Personne n'arrive à mettre la main sur des contrats clairs qui définiraient ce type de collaboration.
Mais, vendredi dernier, Le Journal de Montréal révélait que le Syndicat des communications de Radio-Canada veut mettre fin au recours massif aux collaborations extérieures sur les ondes de la SRC, en déposant une plainte à la Commission canadienne des relations industrielles. Pour la première fois, on dispose d'une information statistique précise: le syndicat a calculé que, l'année dernière, sur 835 collaborations effectuées à Radio-Canada (cela comprend tous les collaborateurs de toutes provenances dans les émissions d'information, par exemple le juge John Gomery), environ le tiers étaient des journalistes du groupe Gesca
Le syndicat n'en fait pas une question idéologique, mais syndicale. «Ce qu'on dénonce, expliquait vendredi au Devoir le président du syndicat, Alex Levasseur, c'est l'utilisation importante des collaborations extérieures, en contradiction avec notre convention collective. Il y a des émissions où on entend plus souvent des journalistes d'ailleurs que les journalistes de Radio-Canada.» Le fait que ces journalistes viennent surtout de chez Gesca «soulève des questions», ajoute-t-il, sans pouvoir ou vouloir aller plus loin.
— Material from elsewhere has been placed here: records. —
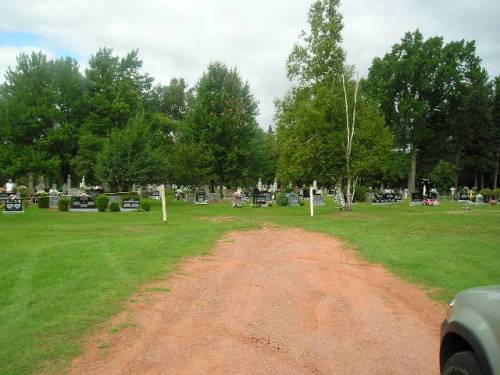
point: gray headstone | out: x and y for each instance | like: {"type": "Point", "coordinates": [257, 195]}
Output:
{"type": "Point", "coordinates": [318, 200]}
{"type": "Point", "coordinates": [293, 199]}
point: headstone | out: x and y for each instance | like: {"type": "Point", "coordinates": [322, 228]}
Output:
{"type": "Point", "coordinates": [293, 199]}
{"type": "Point", "coordinates": [30, 183]}
{"type": "Point", "coordinates": [53, 201]}
{"type": "Point", "coordinates": [9, 186]}
{"type": "Point", "coordinates": [463, 196]}
{"type": "Point", "coordinates": [213, 197]}
{"type": "Point", "coordinates": [318, 200]}
{"type": "Point", "coordinates": [114, 199]}
{"type": "Point", "coordinates": [201, 197]}
{"type": "Point", "coordinates": [269, 196]}
{"type": "Point", "coordinates": [14, 206]}
{"type": "Point", "coordinates": [416, 197]}
{"type": "Point", "coordinates": [261, 199]}
{"type": "Point", "coordinates": [83, 202]}
{"type": "Point", "coordinates": [131, 204]}
{"type": "Point", "coordinates": [306, 193]}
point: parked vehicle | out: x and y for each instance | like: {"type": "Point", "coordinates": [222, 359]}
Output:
{"type": "Point", "coordinates": [470, 334]}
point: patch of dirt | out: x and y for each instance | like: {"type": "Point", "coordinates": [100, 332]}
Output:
{"type": "Point", "coordinates": [273, 301]}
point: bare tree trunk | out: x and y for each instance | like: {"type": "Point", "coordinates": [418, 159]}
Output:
{"type": "Point", "coordinates": [413, 168]}
{"type": "Point", "coordinates": [350, 131]}
{"type": "Point", "coordinates": [339, 195]}
{"type": "Point", "coordinates": [348, 206]}
{"type": "Point", "coordinates": [495, 175]}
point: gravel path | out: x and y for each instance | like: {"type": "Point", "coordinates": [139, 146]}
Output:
{"type": "Point", "coordinates": [272, 301]}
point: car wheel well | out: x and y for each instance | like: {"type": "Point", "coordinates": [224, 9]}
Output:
{"type": "Point", "coordinates": [452, 343]}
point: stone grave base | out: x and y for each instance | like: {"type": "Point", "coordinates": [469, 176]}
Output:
{"type": "Point", "coordinates": [83, 210]}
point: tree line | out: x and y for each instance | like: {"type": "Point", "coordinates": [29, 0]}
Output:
{"type": "Point", "coordinates": [426, 109]}
{"type": "Point", "coordinates": [112, 125]}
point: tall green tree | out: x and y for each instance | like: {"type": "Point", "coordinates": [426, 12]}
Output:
{"type": "Point", "coordinates": [311, 119]}
{"type": "Point", "coordinates": [435, 100]}
{"type": "Point", "coordinates": [129, 157]}
{"type": "Point", "coordinates": [40, 114]}
{"type": "Point", "coordinates": [114, 93]}
{"type": "Point", "coordinates": [222, 118]}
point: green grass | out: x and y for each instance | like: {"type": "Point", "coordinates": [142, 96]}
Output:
{"type": "Point", "coordinates": [63, 274]}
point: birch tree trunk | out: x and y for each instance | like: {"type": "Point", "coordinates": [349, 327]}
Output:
{"type": "Point", "coordinates": [413, 169]}
{"type": "Point", "coordinates": [351, 130]}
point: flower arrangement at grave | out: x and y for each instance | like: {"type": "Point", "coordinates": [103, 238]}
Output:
{"type": "Point", "coordinates": [431, 202]}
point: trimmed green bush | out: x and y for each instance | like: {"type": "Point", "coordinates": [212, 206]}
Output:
{"type": "Point", "coordinates": [23, 192]}
{"type": "Point", "coordinates": [281, 199]}
{"type": "Point", "coordinates": [114, 207]}
{"type": "Point", "coordinates": [102, 202]}
{"type": "Point", "coordinates": [496, 192]}
{"type": "Point", "coordinates": [486, 192]}
{"type": "Point", "coordinates": [43, 201]}
{"type": "Point", "coordinates": [145, 205]}
{"type": "Point", "coordinates": [360, 193]}
{"type": "Point", "coordinates": [63, 204]}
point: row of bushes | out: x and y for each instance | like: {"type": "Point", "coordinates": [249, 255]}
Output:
{"type": "Point", "coordinates": [490, 193]}
{"type": "Point", "coordinates": [102, 203]}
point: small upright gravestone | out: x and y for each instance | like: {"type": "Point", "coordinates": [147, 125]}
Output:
{"type": "Point", "coordinates": [53, 201]}
{"type": "Point", "coordinates": [83, 203]}
{"type": "Point", "coordinates": [201, 197]}
{"type": "Point", "coordinates": [318, 200]}
{"type": "Point", "coordinates": [131, 205]}
{"type": "Point", "coordinates": [13, 206]}
{"type": "Point", "coordinates": [293, 199]}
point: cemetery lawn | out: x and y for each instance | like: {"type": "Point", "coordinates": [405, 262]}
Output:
{"type": "Point", "coordinates": [62, 275]}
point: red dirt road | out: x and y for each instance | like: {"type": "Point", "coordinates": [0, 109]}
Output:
{"type": "Point", "coordinates": [273, 301]}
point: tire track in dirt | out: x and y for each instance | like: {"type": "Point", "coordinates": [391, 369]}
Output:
{"type": "Point", "coordinates": [273, 301]}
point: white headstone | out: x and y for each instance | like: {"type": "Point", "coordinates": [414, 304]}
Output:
{"type": "Point", "coordinates": [9, 186]}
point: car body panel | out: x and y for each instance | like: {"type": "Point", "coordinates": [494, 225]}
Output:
{"type": "Point", "coordinates": [476, 318]}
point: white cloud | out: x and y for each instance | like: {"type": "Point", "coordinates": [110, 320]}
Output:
{"type": "Point", "coordinates": [180, 38]}
{"type": "Point", "coordinates": [8, 56]}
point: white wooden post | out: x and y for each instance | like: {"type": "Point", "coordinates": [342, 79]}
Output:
{"type": "Point", "coordinates": [311, 201]}
{"type": "Point", "coordinates": [163, 203]}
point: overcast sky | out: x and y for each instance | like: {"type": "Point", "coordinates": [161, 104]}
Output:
{"type": "Point", "coordinates": [179, 38]}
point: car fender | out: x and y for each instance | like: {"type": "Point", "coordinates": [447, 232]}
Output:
{"type": "Point", "coordinates": [470, 326]}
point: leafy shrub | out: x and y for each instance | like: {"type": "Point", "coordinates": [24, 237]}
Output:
{"type": "Point", "coordinates": [114, 207]}
{"type": "Point", "coordinates": [496, 192]}
{"type": "Point", "coordinates": [23, 192]}
{"type": "Point", "coordinates": [43, 201]}
{"type": "Point", "coordinates": [102, 202]}
{"type": "Point", "coordinates": [63, 204]}
{"type": "Point", "coordinates": [146, 206]}
{"type": "Point", "coordinates": [486, 192]}
{"type": "Point", "coordinates": [281, 199]}
{"type": "Point", "coordinates": [360, 193]}
{"type": "Point", "coordinates": [130, 197]}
N'importe quel auditeur se pose les mêmes questions en entendant défiler les journalistes de La Presse qui vantent leurs reportages dans certaines émissions de la SRC.
Évidemment, Le Journal de Montréal se faisait un plaisir de monter en épingle vendredi dernier la protestation du syndicat de Radio-Canada. Je veux bien que l'on fouille dans les contrats de Radio-Canada, et il faut le faire parce qu'il s'agit d'une institution publique, mais il ne faut pas être naïf non plus: de l'autre côté, le groupe Quebecor fonctionne de plus en plus en vase clos, montant en épingle les histoires journalistiques de l'ensemble du groupe, faisant une promotion intensive dans Le Journal de Montréal des produits de TVA. Les journalistes des autres groupes de presse ne se précipitent pas sur les ondes de TVA et de LCN. Ce n'est pas dans les publications de Quebecor que vous lirez les meilleurs articles sur le lock-out au Journal de Québec. Et Quebecor a pu constituer son empire de convergence avec l'aide des fonds publics de la Caisse de dépôt.
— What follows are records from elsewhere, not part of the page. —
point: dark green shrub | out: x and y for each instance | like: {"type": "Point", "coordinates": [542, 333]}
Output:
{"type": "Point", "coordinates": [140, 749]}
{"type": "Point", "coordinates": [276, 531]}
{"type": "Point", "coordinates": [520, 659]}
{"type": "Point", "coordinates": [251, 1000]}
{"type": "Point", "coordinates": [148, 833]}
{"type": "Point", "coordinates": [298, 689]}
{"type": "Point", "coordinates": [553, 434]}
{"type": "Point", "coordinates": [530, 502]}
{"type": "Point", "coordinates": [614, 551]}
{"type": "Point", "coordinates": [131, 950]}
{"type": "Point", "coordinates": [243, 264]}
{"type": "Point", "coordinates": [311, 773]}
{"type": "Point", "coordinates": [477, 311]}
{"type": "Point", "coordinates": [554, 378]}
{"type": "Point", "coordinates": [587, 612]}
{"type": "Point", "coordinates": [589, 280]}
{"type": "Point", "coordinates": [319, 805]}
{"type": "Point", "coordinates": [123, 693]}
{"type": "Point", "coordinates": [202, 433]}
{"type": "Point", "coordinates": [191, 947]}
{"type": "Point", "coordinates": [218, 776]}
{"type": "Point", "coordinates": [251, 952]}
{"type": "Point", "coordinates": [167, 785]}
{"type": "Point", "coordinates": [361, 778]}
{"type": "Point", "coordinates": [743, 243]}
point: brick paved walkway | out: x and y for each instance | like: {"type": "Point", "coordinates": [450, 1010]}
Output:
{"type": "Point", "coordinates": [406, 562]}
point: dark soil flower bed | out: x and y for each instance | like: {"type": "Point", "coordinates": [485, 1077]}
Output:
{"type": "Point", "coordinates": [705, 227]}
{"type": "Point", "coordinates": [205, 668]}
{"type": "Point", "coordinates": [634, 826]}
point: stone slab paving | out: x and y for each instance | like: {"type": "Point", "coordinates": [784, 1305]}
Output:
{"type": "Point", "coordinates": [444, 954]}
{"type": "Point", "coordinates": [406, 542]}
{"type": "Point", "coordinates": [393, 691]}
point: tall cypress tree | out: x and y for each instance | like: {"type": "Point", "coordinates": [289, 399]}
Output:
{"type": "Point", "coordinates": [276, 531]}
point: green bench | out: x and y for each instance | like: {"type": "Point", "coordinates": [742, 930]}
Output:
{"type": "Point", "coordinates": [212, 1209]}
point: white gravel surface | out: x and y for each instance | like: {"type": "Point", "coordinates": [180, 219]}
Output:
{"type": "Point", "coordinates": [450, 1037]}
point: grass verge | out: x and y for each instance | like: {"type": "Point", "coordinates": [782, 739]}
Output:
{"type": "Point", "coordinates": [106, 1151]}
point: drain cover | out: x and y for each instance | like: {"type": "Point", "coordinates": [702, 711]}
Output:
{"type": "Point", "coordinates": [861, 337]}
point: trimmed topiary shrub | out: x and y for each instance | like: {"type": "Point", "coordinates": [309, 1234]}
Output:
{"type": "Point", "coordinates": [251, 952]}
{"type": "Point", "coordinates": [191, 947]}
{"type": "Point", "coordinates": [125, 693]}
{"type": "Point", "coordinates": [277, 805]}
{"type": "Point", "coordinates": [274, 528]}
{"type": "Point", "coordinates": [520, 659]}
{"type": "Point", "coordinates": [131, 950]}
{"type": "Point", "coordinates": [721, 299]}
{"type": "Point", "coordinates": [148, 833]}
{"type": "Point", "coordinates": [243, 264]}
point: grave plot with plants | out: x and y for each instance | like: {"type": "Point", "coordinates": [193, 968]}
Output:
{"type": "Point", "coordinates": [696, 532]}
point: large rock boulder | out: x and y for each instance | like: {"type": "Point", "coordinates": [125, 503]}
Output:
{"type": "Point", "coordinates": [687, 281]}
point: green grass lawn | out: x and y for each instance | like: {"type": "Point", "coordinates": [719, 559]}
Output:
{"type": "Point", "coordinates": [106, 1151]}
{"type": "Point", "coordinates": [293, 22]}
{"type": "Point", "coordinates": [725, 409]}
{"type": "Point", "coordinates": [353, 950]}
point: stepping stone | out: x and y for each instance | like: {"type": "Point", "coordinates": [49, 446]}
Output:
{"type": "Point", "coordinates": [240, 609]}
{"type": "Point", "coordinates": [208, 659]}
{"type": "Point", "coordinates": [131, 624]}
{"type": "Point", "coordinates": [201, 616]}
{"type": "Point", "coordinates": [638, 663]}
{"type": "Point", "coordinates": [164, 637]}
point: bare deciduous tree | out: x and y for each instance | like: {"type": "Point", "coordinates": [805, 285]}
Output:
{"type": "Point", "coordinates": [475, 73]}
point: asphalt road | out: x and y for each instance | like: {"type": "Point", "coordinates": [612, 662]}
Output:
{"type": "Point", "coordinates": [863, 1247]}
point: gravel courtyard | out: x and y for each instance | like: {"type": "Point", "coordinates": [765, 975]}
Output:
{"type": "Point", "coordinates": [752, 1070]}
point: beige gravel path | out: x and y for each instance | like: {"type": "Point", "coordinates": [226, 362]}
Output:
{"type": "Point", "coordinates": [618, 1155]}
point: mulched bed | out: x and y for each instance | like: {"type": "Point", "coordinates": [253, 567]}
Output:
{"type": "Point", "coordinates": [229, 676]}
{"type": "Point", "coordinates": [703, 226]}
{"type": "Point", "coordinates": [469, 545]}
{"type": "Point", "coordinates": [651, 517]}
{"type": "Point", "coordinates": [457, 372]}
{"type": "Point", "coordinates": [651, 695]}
À la direction de Radio-Canada, on ne cesse de murmurer dans les couloirs que Le Journal de Montréal a un préjugé contre les productions de Radio-Canada, et on aurait même des dossiers sur des journalistes pour le démontrer. On aurait le goût d'ajouter: publiez-les vos dossiers, pour que l'on en finisse!
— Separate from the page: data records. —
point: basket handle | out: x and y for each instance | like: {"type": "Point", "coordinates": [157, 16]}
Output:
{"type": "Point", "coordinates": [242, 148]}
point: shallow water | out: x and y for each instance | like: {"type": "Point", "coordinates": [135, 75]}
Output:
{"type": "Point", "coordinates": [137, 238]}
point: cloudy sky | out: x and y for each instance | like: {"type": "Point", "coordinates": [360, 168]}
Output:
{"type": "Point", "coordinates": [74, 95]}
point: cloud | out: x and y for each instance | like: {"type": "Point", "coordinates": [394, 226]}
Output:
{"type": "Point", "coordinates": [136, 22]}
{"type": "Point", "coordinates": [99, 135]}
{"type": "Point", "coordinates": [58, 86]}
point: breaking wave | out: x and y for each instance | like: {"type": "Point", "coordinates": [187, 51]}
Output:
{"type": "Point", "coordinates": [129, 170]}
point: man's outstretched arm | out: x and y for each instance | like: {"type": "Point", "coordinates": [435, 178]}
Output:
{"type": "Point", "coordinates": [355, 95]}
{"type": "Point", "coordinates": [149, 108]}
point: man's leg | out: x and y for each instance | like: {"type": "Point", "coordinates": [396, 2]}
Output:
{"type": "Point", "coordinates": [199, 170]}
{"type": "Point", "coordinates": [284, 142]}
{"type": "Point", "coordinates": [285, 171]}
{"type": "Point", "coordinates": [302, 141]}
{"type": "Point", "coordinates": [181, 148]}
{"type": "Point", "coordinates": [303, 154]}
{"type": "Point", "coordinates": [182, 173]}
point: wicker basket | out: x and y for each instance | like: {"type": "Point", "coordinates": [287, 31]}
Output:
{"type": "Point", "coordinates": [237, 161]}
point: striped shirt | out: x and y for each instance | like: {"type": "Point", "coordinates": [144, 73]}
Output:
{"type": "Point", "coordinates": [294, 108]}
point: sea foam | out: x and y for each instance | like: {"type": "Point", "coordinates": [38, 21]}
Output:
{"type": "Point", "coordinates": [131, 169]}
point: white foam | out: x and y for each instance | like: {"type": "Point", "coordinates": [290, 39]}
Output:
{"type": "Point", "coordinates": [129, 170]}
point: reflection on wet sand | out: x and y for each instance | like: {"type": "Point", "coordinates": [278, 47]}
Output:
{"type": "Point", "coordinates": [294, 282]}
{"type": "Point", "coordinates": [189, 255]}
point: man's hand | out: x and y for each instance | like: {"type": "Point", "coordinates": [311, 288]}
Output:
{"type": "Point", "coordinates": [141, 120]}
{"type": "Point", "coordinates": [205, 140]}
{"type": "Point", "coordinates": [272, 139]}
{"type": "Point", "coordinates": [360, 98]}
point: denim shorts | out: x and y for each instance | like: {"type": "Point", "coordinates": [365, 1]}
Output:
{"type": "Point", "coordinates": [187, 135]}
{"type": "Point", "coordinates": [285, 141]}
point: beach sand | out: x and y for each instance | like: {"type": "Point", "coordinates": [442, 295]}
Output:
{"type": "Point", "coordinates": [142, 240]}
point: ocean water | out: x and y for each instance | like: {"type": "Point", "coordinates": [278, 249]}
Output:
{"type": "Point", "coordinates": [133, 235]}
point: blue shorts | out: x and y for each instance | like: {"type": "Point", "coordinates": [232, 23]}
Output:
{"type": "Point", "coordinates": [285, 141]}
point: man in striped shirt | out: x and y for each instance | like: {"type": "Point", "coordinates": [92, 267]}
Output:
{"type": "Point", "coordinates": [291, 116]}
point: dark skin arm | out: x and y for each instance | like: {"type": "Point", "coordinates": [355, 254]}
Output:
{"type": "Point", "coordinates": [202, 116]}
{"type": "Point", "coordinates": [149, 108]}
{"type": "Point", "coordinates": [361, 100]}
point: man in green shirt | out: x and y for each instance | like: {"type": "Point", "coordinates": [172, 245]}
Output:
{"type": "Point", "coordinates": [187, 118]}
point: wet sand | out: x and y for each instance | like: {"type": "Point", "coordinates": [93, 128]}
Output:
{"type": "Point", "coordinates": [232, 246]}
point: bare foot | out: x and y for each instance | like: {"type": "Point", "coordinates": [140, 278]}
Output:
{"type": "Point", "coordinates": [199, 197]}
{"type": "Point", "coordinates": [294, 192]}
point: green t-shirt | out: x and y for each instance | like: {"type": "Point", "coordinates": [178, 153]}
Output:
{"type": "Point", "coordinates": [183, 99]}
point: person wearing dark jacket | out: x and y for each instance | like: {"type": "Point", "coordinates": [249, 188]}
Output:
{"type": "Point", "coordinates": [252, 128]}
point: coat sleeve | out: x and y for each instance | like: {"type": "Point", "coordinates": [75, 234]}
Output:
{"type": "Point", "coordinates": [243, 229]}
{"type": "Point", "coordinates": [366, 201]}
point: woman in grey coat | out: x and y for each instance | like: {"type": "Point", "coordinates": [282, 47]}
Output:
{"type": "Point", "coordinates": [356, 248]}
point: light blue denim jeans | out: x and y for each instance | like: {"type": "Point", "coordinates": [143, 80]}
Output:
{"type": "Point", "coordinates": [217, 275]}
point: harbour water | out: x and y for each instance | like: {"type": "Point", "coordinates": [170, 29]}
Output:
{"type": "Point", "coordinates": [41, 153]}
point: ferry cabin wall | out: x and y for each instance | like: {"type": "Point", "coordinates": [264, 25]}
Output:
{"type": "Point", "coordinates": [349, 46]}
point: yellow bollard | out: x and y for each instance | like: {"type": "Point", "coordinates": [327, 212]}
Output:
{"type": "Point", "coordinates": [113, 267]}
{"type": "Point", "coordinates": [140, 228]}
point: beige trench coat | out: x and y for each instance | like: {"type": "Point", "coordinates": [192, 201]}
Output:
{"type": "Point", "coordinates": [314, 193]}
Plusieurs enjeux autour de cette guerre médiatique mériteraient d'être fouillés. Un seul exemple: qu'en est-il des ententes d'exclusivité publicitaire que les groupes de presse signent, et jusqu'où ces ententes débordent-elles sur le contenu journalistique?
Ce qui me frappe toutefois, c'est de constater comment ce sujet semble difficile à aborder sur la place publique, alors que l'on s'attendrait à ce qu'il soit chaudement débattu par ces grands promoteurs de la liberté de presse que sont les journalistes. Une ou deux fois par année, un syndicat se réveille, par exemple la semaine dernière avec le syndicat de Radio-Canada, ou quand le syndicat de TVA s'était indigné de la présence du Banquier dans ses bulletins de nouvelles, mais, de façon générale, on a plutôt tendance à défendre farouchement sa propre entreprise en accusant le concurrent d'avoir commencé la guerre le premier, ce qui excuserait tous les coups.
Le public ne semble aucunement dupe des préjugés des grands groupes de presse, de leurs préjugés et de cette guerre entre les deux géants. Non seulement il n'est pas dupe, mais cela le rend cynique envers la diversité de l'information. Et ça, c'est peut-être le plus inquiétant.